We decided then and there to try a “no spend month” (more on that later). Our second step was to organize and plan a comprehensive grocery list.
Being the Data Girl that I am, I made it in Excel with pretty color-coded lines:
|See?! Pretty data|
By sticking to our list we have been able to keep our groceries to $300 per month for two people, using now coupons and only shopping at five different stores (and I do it all in one day).
Six Steps to Making a Super Save Grocery List
1-Meal Plan: Make your menu for the month
Write out a plan for breakfast, lunch, dinner and snacks. For us, breakfast is usually homemade oatmeal energy bars and fruit. Lunch is usually leftover dinner, roasted veggie freezer burritos, salad, or rice bowls. For dinner I rotate through about 15-20 go-to meals, most of which can be frozen or prepped ahead. We keep snacks of trail mix on-hand, nut butter, veggies, fruit, whole grain crackers and ingredients for sweet treats like dark chocolate, pumpkin brownies and banana cookies.

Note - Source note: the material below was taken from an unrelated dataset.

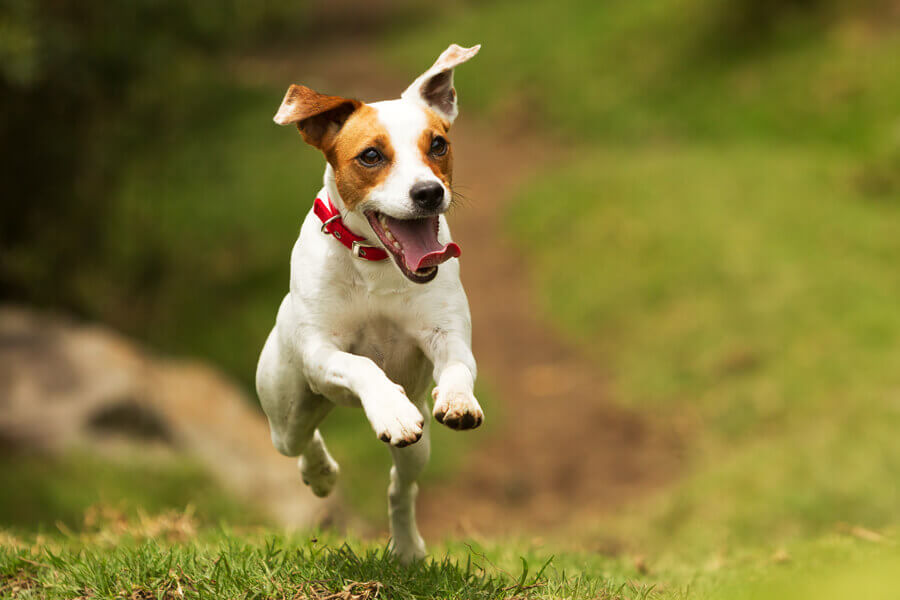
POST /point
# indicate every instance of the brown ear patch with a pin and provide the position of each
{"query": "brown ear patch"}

2-Look Before You Buy: Assess your pantry
Go through the items that you have on hand, and assess. No need to buy more salt, spices, olive oil, or whatever, if you’ve got it on hand. We have a fairly full pantry, so generally we don’t need to buy items like oatmeal, brown rice, flour or sugar every month (but we do go through a lot of staple whole ingredients). Check your quantities and make sure it will last.
3-Make Your List: Base it on your needed ingredients
Now write down all of the ingredients you will need to buy to complete your meal plan. Try to think of the quantities you will need for the entire month. Obviously there will be a few perishables that won’t last that long. We typically grow our own lettuce, and get it from our CSA in the summer, so we rarely buy greens (which wilt quickly from the store). I find that the majority of vegan ingredients are less perishable, and will last throughout the entire month with careful planning and storage. Admittedly I do occasionally make a mid-month run for bananas, and almond milk if Sam’s been on a cereal kick.

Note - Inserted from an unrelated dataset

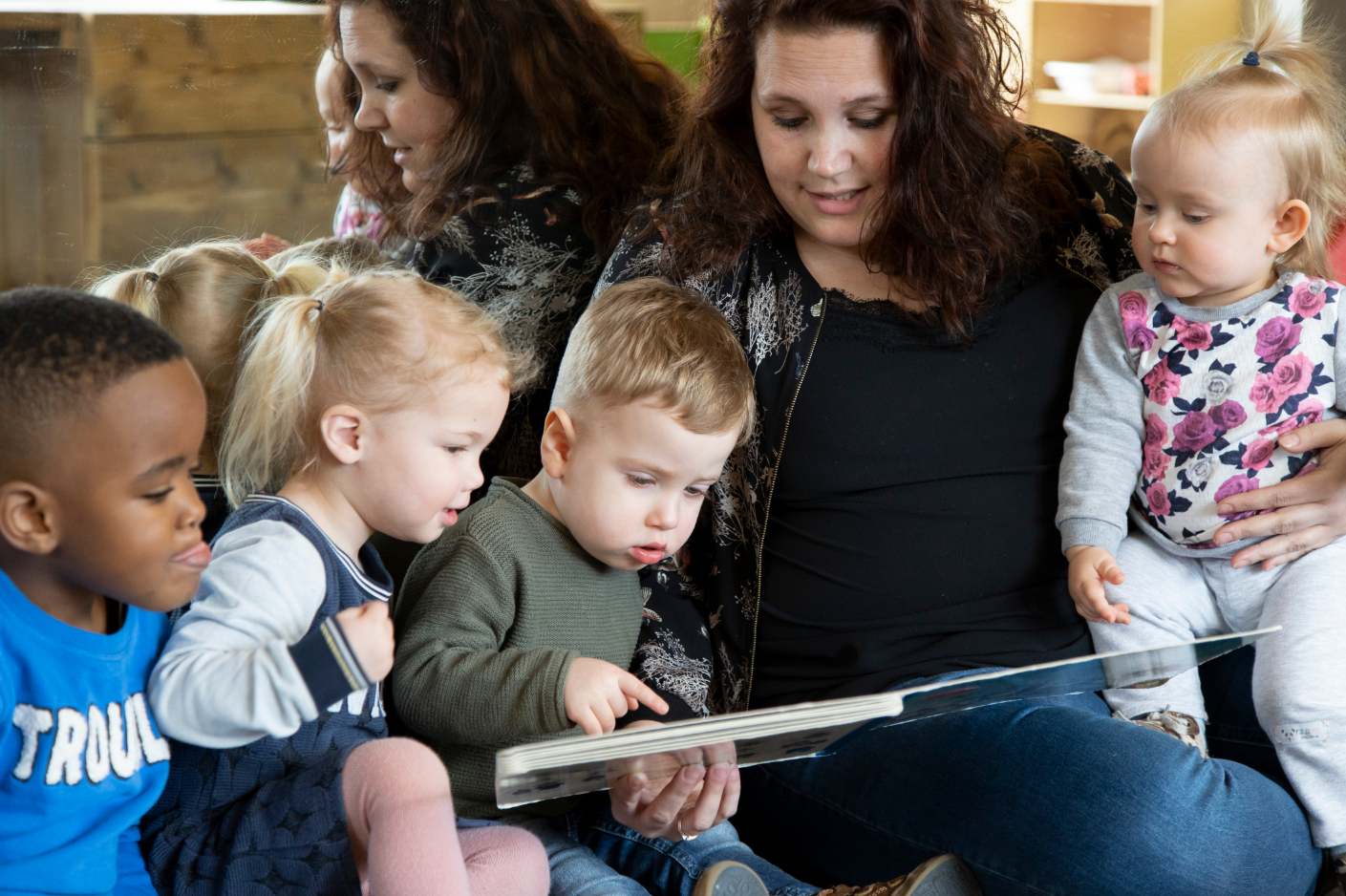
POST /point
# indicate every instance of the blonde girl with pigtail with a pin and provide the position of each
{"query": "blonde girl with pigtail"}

4-Pick your top stores: Narrow down your route
Reasonably I can run to four or five stores on my shopping day. Maybe you can do more, or maybe you only have access to one or two in town. We have two grocery stores with competitive prices where we shop. I have a Costco membership. I am a member of the natural foods Co-op in the next town over. I have found that it’s a little cheaper to get certain toiletry items at Walgreens or Target (though I’m very careful about selecting cruelty-free brands).

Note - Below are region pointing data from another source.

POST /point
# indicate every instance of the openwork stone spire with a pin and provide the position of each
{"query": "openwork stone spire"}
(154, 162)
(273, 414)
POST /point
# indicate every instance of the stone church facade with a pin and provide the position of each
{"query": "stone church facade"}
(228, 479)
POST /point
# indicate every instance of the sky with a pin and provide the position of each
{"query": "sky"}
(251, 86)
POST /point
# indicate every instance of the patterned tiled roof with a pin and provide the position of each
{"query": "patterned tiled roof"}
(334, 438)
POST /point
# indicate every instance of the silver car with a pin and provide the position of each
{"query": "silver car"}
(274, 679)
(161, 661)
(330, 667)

Consider the places you like to shop, and what they offer. Narrow down the route to those with the most of your items for the best prices.
5-Research your best prices: Make your Best Price List
Once you’ve narrowed down your preferred stores, visit each store’s website, and check the prices. Yes, this part is kind of tedious and they won’t all be on there, BUT you only have to really do it once for the whole list, and then you can just add and remove as you go.
Also, I know that certain stores—Aldi, Trader Joe’s, Whole Foods, might have better prices on one or two items BUT rather than run around to seven different stores (not my idea of the best Saturday ever), I find that it’s better to stick to the stores that carry the majority of my list.
So I wrote down my best possible price on the items that I plan to buy, and then coded it by store (so it can be easily sorted). I colored each section (produce, frozen foods, sundries) so that each store list I can quickly scan and see how to execute my plan of attack. I suggest you do something similar that will help you quickly split up your list.
6-Shop and update: Revamp as you go
That’s it, guys. Then you just shop.
I stick to my list when I go to the store; I buy only the items on my list. I try to buy bulk as much as I can, and bring my containers and bags along with me. Once I’m done, I just update my price list with the actual amount I spent. If you want to rotate through stores (one or two per week), or take it to the next level, you can coordinate the store visit with sales (for example, if you buy a lot of canned goods, time your trip to match the case-lot sale). Sign up for email alerts from your favorite stores to keep an eye on the sale pattern.
However, for us, time is money and I’d rather spend our precious Saturdays outdoors having fun than visiting another store. Thus—once a month we have a “shopping day”.
Nothing to it, right? That’s how we make a Green-Saving Grocery List. Just remember to bring your own bags, boxes, and plan the most efficient route.
How do you do your shopping? Do you use a list? Do you shop one a month, or are you hooked on your weekly grocery day?